Durante toda a temporada via-a amiudadas vezes e a atmosfera de mistério
sempre se manteve em torno dela. Às vezes pensava que se achava ela em
poder de algum homem, mas parecia tão inabordável que não
podia acreditar naquilo. Era realmente difícil para mim chegar a qualquer
conclusão, pois ela era como um desses estranhos cristais que a gente
vê em museus e que são, num momento, claros, e em outro, turvos.
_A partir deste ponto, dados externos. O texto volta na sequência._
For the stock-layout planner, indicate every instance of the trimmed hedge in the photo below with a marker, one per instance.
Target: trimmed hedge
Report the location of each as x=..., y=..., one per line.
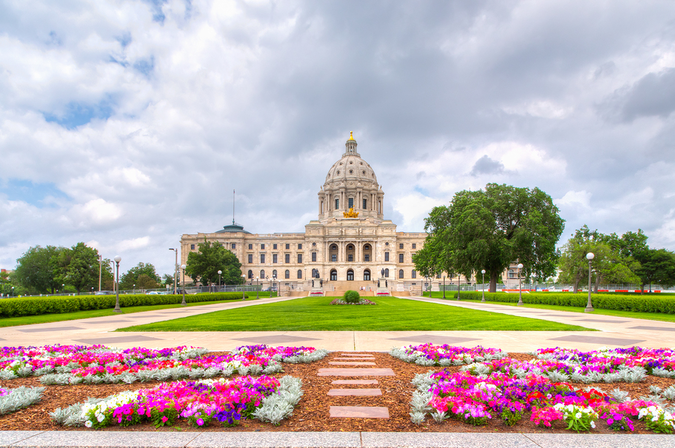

Por fim, decidi-me a pedi-la em casamento. Senti-me doente e cansado daquele
incessante segredo que impunha a todas as minhas visitas e às poucas
cartas que lhe enviei. Escrevi-lhe para a biblioteca, perguntando-lhe se podia
ver-me na segunda-feira seguinte, às seis horas. Respondeu que sim e
senti-me transportado ao sétimo céu. Estava apaixonado por ela,
a despeito do mistério, pensava então... em consequência
dele, vejo agora. Não; era a mulher mesma que eu amava. O mistério
perturbava-me, enlouquecia-me. Porque o acaso fez-me descobrir a pista?
- Descobriu-a então? - exclamei.
- Receio que sim - respondeu. - Julgue você por si mesmo. Quando chegou
a segunda-feira, fui almoçar com meu tio e cerca das quatro horas encontrava-me
em Marylebone Road. Meu tio, como você sabe, mora em Regent's Park. Queria
alcançar Piccadilly e, para atalhar, meti-me por uma enfiada de becos
miseráveis. De repente avistei à minha frente Lady Alroy, com
um espesso véu e caminhando muito apressada. Ao chegar à derradeira
casa da rua, subiu os degraus, tirou do bolso uma chave, abriu a porta e entrou.
"Aqui está o mistério", disse a mim mesmo e apressei-me
em examinar a casa. Parecia uma espécie de prédio de aluguer.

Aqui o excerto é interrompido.